The Liberal government needs to resolve the First Nations child welfare case playing out in Federal Court and “not put children through this,” former justice minister Jody Wilson-Raybould says.
Ms. Wilson Raybould, who was the first Indigenous justice minister in Canada, said she is “extremely disappointed” in the Trudeau government’s decision to seek a judicial review of findings by the Canadian Human Rights Tribunal, as well as a stay pending that review.
“We need to, as a country, recognize that Indigenous children have been treated very unfairly," said the independent MP, who was re-elected on Oct. 21 in her Vancouver riding.
"I would have hoped that it wouldn’t have come to this.”
In September, the tribunal said it found sufficient evidence that Canada’s conduct was willful and reckless, and ordered the federal government to provide compensation of up to $40,000 to First Nations children that were unnecessarily taken into care on or after Jan. 1, 2006.
It also said its findings applied to parents or grandparents and children denied essential services.
Satisfying the entire order from the tribunal could cost $5-billion to $6-billion if the compensation was paid out by 2020, assistant deputy minister of Indigenous services Sony Perron said in an affidavit this fall.
At a hearing on the request for a stay on Monday, Justice Department chief general counsel Robert Frater told Federal Court Justice Paul Favel that the tribunal’s decision is wrong in law.
Canada is committed to remedying injustice of the past, but the government wants to find a more inclusive compensation process, Mr. Frater told the court.
Justice Favel reserved making a decision on the stay request on Tuesday.
Outside the courtroom, Indigenous Services Minister Marc Miller and Justice Minister David Lametti announced Monday that the government plans to work with the plaintiffs’ counsel in a separate Indigenous child welfare lawsuit to have it certified as a class action.
Canada continues to “fully implement all other orders from the tribunal,” the ministers said in a statement, noting steps it has taken including the reform of funding approaches in First Nations child and family services.
Ms. Wilson-Raybould, who resigned from Prime Minister Justin Trudeau’s cabinet this year over the handling of the SNC-Lavalin affair and was later ousted from the Liberal fold, said Thursday that the government’s response to the tribunal decision does not help in building trust necessary for reconciliation.

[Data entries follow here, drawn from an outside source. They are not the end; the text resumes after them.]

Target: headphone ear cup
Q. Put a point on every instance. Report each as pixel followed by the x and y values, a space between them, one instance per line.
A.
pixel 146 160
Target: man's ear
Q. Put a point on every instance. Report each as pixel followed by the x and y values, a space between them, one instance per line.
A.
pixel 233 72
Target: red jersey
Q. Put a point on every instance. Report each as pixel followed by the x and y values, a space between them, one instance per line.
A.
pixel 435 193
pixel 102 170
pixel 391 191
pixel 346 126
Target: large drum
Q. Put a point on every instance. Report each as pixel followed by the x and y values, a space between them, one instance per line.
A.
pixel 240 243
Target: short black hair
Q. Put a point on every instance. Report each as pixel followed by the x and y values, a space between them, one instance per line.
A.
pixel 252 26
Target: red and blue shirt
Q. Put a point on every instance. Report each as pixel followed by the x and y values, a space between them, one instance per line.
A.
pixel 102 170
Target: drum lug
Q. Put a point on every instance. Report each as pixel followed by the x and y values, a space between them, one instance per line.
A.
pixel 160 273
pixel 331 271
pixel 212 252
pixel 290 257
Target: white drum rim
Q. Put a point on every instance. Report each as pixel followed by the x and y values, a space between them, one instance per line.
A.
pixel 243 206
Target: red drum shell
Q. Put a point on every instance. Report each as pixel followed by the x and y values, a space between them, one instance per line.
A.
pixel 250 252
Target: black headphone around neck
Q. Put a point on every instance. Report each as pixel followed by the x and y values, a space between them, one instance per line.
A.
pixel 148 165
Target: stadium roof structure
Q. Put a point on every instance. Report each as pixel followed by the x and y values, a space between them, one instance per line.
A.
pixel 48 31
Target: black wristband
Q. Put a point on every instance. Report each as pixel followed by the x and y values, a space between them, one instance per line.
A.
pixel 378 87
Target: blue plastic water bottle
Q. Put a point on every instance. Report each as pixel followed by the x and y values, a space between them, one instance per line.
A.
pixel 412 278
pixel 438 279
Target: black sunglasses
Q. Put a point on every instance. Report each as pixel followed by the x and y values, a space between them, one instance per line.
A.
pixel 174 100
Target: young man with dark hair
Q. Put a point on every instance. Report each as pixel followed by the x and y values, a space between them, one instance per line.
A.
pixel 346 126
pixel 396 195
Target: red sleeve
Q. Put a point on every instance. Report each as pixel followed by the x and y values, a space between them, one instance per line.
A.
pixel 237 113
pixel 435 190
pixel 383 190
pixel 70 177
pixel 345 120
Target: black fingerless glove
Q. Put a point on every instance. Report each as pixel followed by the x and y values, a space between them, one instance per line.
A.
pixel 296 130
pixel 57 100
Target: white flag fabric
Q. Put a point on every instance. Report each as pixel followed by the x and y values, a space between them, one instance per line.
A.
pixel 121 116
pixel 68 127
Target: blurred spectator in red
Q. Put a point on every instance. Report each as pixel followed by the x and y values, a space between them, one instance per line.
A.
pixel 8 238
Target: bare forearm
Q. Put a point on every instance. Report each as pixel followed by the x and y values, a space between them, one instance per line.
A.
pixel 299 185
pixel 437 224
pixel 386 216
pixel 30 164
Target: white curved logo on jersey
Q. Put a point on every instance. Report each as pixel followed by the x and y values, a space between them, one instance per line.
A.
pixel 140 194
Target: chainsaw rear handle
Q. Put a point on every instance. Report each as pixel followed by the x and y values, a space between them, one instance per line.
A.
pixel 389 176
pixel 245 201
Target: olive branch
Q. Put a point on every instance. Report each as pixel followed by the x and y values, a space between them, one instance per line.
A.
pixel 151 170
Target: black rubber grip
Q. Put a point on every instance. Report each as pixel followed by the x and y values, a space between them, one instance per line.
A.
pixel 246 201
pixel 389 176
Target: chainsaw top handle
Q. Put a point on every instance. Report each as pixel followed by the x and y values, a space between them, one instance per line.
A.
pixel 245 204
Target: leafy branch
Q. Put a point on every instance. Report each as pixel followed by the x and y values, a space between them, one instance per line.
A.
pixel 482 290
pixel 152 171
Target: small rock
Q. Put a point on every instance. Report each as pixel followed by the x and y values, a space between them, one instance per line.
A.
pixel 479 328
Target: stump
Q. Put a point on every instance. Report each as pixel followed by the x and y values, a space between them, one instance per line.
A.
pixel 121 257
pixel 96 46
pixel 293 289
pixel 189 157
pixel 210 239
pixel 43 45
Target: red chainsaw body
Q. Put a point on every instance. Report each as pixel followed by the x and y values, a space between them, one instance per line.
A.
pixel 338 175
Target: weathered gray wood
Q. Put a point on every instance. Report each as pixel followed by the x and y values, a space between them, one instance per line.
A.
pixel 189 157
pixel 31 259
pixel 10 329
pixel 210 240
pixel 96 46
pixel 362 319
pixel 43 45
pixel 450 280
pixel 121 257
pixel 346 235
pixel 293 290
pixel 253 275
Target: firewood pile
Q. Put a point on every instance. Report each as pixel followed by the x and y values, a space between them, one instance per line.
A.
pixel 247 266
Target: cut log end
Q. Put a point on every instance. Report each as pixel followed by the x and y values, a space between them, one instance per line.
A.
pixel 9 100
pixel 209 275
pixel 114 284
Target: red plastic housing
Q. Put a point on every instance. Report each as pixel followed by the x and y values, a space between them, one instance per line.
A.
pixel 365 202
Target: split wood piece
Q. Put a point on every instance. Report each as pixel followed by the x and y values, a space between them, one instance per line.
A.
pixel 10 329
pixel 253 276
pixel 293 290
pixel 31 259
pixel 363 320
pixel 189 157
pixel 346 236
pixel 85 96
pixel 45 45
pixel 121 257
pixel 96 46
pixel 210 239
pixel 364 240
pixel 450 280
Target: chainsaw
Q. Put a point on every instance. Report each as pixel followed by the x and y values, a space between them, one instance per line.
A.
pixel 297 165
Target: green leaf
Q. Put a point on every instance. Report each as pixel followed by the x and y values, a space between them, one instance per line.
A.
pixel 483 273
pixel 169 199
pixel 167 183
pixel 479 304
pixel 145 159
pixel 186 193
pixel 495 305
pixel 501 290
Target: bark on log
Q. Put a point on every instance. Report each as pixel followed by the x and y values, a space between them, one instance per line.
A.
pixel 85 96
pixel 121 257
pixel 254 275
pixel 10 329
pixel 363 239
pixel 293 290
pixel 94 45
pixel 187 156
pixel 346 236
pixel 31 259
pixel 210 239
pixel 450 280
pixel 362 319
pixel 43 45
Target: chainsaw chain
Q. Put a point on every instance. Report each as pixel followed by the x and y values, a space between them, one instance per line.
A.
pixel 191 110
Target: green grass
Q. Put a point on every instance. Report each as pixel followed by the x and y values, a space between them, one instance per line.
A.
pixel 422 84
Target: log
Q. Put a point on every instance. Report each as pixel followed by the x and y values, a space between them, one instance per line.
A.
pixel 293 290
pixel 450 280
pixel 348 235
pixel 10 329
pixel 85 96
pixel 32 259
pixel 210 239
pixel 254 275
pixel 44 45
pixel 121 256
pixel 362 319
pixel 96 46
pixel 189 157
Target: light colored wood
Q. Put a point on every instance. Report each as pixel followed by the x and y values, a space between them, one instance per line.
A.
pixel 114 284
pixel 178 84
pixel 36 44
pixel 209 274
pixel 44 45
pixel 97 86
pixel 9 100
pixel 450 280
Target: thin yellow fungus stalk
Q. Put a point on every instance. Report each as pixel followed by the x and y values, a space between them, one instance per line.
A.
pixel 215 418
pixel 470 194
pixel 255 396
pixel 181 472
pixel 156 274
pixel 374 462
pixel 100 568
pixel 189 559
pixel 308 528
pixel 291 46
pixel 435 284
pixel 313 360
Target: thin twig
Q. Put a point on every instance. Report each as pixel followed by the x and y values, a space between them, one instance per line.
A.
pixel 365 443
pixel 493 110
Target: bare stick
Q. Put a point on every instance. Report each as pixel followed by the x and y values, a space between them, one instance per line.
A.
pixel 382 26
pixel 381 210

In its September findings, the tribunal gave the parties in the case until Dec. 10 to discuss a plan to distribute compensation, but it agreed Wednesday to push this date back to Jan. 29 after the Attorney-General’s Office requested an extension.
The tribunal said it was disappointed the office did not request an extension of the December date in September or October, adding it felt “cornered."
The government needs to get away from having courts or tribunals take leadership roles in the case, Ms. Wilson-Raybould said, adding there is a reason she issued a directive as attorney-general on civil litigation involving Indigenous peoples.
“Litigation is by its nature an adversarial process, and it cannot be the primary forum for achieving reconciliation and the renewal of the Crown-Indigenous relationship,” the directive said. “This is why a core theme of this directive is to advance an approach to litigation that promotes resolution and settlement.”
There has always been an option to settle the First Nations child welfare case, Ms. Wilson-Raybould added, saying the parties could have sat down and reached an agreement by now.
“There’s been ample time to do it and to recognize that we are talking about kids."